Over the last few years, the fast-casual brand searched for sites with drive-thru lanes to repurpose, while also building some from the ground up to provide guests with an order-ahead, pickup lane. The chain also rolled out a mobile ordering app and loyalty program dubbed “The Velvet Room.”
“We had one original restaurant in Dallas that we had taken over that had a drive-thru pickup lane, so we had a nice little test location in which we could try different things,” said Dover.
Redesigned Taco Lane
While the model did well, Dover says they found that several guests were asking to order at the window, rather than download the app and order prior, thus the redesigned Taco Lane was born.
“Now guests can go to the window, we have signage, we have menu boards, you can pick up your food if you already placed an order on the mobile app or you can order at the window,” said Dover.
The new model sets aside six to eight parking spots dedicated to Taco Lane parking for car-side delivery. Dover says this system works best as its items can take a little longer to make compared to a typical fast-casual drive-thru.
The Taco Lanes also speed up third-party delivery, a perk that has been attracting drivers.
“We found that third-party drivers were telling the other drivers, ‘Hey, they have a drive-thru pickup lane you can just drive through, grab the order and go,” said Dover.
The pickup lane also provides a greater opportunity to convert customers to order directly through their in-house app and join the loyalty program.

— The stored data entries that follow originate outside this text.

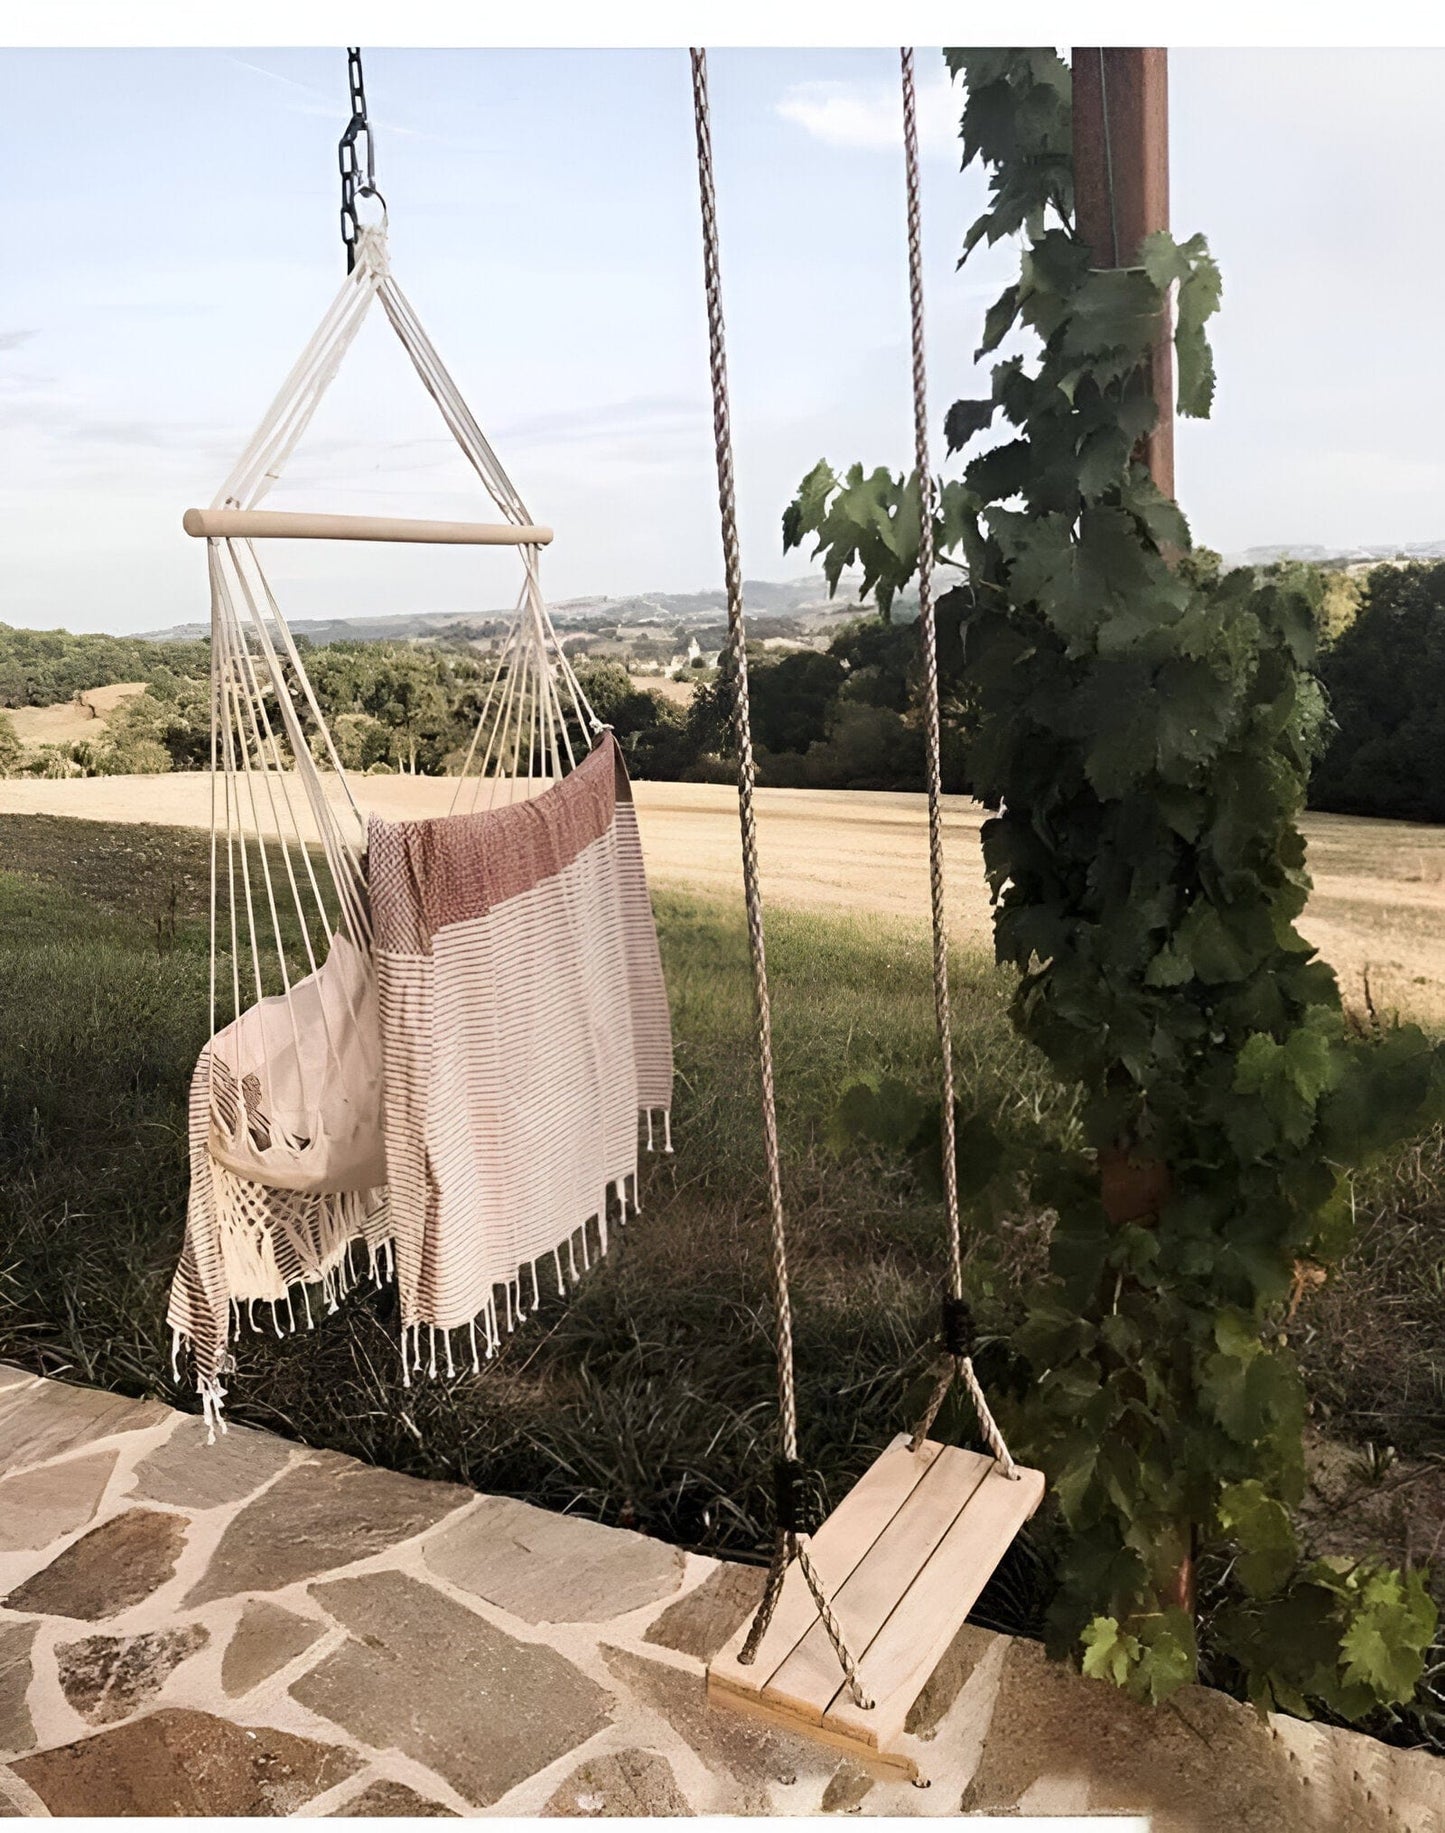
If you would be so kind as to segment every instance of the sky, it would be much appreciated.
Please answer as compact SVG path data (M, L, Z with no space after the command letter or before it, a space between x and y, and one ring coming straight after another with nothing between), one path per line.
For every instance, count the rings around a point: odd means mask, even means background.
M898 68L710 61L746 573L819 459L911 463ZM919 53L932 419L979 392L1003 246L961 98ZM331 50L0 51L0 622L205 616L209 502L344 274ZM1197 540L1445 538L1433 228L1445 51L1177 51L1172 217L1224 271L1214 418L1180 429ZM377 50L393 270L533 516L549 597L721 579L686 54ZM378 311L269 499L488 516ZM277 543L294 616L475 612L513 554Z

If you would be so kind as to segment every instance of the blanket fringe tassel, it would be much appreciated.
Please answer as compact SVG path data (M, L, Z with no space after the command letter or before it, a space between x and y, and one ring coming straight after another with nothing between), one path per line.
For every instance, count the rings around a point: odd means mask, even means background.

‘What has been interesting is that the [to-go] funnel has continually been filled with new guests still trying it for the first time,” said Dover.
At the window, staff hand out QR codes and a rewards flyer, while explaining the benefits of becoming a member. Dover says they’ve seen roughly a 50 percent conversation rate so far. The fast-casual ties its loyalty program to a credit card token to track repeat customers.
Adapting to off-premise
Although the fast-casual has seen success in its to-go sector, Dover says he thinks one of the challenges for Velvet Taco and the industry as a whole, is adapting without losing brand DNA.
“I don’t have the same ambience, I don’t have the same music, service, lighting, so it’s really a challenge to maintain the brand experience in a takeout vehicle,” said Dover. “For us and others in the fast-casual space that relies on more of an experience, that’s going to be challenging as we continue to go down the road of eating outside of the restaurant.”
But Dover relays that what’s important is to be willing to adapt to changing business dynamics while meeting consumers’ needs.
“I think it’s a general reflection on the industry, as restauranteurs, it’s important for us to be flexible and understand where the guests are going to be consuming. We look at trends within dining, third party, takeout, delivery,” said Dover. “The more channels that we can be present in, the more beneficial it is, not just to Velvet Taco but anyone within the industry.”
In addition to several other upcoming restaurant openings in the U.S., the brand has plans to open more locations in Texas this year, in Waco, Allen and Round Rock.